La Bleuïte : une guerre psychologique d’infiltration et de désinformation

La « Bleuïte » désigne une opération secrète du SDECE (services français de renseignement) menée à partir de 1957 sous l’impulsion du capitaine Paul-Alain Léger, officier parachutiste expert en contre-insurrection et disciple des doctrines de Lacheroy. Elle consistait à infiltrer le FLN avec des agents « retournés » habillés en bleu de travail, d’où le nom de « bleus », qui fournissaient de fausses informations et semaient le doute à l’intérieur des réseaux indépendantistes.

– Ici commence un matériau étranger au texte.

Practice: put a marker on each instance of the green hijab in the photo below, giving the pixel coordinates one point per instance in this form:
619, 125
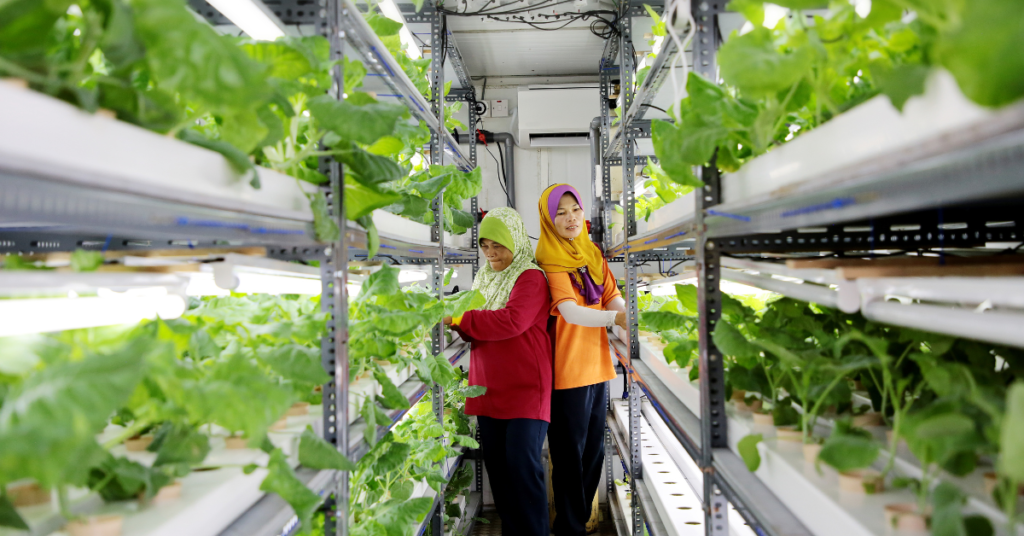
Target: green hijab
505, 227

 Livre autobiographique de Paul-Alain Léger.

Cette désinformation orchestrée induisit une vague de purges sanglantes à l’intérieur du FLN, notamment dans la Wilaya III sous Amirouche, lors de laquelle plusieurs milliers de membres furent tués par leurs propres camarades convaincus de trahison. La Bleuïte affaiblit durablement l’ALN en noyant ses structures dans la suspicion et la terreur interne, tandis que Léger se posait en « patron » secret du FLN à Alger en manipulant efficacement sa hiérarchie.

Parmi les actions marquantes de cette opération, l’arrestation de Yacef Saâdi, la localisation puis la mort d’Ali la Pointe furent directement issues des renseignements et manipulations du GRE (Groupe de renseignements et d’exploitation) piloté par Léger. Le contrôle du courrier entre Alger et les wilayas permet de manipuler la direction indépendantiste à distance, préparant des attentats « contrôlés » afin de maintenir l’illusion de vitalité de la rébellion, tout en limitant les dommages réels. Cette stratégie fut également désignée comme une « guerre parallèle » à la bataille d’Alger.

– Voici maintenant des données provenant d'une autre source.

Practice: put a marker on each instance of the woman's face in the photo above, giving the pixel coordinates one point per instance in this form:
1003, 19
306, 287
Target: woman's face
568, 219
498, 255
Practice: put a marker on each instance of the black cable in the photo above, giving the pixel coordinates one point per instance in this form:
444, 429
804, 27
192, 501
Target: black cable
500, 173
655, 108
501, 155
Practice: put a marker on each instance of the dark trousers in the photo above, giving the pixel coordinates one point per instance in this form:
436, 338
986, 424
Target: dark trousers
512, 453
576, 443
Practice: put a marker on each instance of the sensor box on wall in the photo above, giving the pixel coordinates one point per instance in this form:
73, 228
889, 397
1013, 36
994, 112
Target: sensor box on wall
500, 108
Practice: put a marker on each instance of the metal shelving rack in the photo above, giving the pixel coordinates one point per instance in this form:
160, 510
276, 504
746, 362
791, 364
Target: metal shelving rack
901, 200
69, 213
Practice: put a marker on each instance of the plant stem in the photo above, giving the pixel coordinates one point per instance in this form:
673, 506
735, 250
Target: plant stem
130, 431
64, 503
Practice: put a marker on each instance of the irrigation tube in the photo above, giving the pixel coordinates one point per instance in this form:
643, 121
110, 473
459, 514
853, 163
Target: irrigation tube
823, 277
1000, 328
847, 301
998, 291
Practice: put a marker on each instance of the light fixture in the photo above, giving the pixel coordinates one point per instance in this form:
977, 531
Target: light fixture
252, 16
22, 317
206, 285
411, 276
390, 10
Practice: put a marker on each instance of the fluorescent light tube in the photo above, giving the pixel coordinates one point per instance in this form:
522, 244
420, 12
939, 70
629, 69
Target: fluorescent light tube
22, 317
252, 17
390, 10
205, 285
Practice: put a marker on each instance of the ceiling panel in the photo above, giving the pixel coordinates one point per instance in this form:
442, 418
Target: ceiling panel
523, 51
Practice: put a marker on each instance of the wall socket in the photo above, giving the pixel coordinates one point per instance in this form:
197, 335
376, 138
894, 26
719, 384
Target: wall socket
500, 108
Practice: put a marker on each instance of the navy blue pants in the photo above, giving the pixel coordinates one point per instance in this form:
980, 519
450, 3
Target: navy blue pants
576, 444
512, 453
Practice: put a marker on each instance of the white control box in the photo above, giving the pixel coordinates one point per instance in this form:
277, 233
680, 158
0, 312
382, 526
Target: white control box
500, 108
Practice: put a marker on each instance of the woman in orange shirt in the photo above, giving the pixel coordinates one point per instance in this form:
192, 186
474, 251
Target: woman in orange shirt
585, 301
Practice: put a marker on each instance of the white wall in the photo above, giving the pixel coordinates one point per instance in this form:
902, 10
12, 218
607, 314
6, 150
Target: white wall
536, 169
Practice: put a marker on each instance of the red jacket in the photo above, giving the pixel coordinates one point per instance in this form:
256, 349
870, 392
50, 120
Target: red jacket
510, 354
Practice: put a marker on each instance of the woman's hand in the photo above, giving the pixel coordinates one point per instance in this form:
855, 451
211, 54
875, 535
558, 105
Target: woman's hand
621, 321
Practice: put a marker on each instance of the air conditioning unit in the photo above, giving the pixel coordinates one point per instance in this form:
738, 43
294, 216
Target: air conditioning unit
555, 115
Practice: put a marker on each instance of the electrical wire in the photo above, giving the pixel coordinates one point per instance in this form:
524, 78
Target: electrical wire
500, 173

Ouvrage de Paul et Marie Catherine Villatoux.

La guerre psychologique en Algérie, incarnée par des structures comme le Centre d’instruction d’Arzew, le 5e bureau commandé par Charles Lacheroy, et les opérations de terrain comme celles conduites aux Cinq Palmiers ou dans la Bleuïte, illustre un tournant majeur dans l’usage de la force militaire. Au-delà de la violence physique classique, la conquête des esprits, la manipulation des loyautés, et l’ingérence dans les dynamiques sociales devinrent des outils de guerre à part entière.

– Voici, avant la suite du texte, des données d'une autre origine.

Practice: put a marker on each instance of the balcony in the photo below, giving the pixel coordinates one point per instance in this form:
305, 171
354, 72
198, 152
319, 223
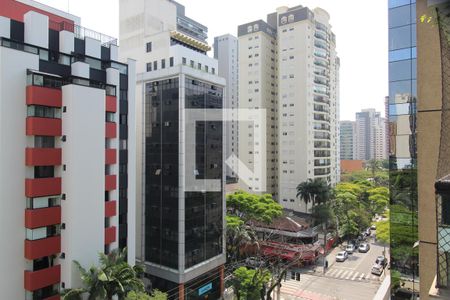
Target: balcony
39, 187
41, 217
110, 235
111, 130
110, 156
42, 156
43, 126
37, 95
111, 104
110, 182
43, 247
110, 209
42, 278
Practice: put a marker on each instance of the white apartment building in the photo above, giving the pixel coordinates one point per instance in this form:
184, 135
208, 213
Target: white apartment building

Les écrits et les carrières de Denis Leroux, Paul-Alain Léger et Charles Lacheroy permettent de comprendre cette guerre multiforme où l’armée française, en tentant de « révolutionnariser » son action, s’engagea dans des pratiques d’exception dont les conséquences humaines et politiques furent majeures et dont l’impact se prolongea bien après la fin du conflit algérien.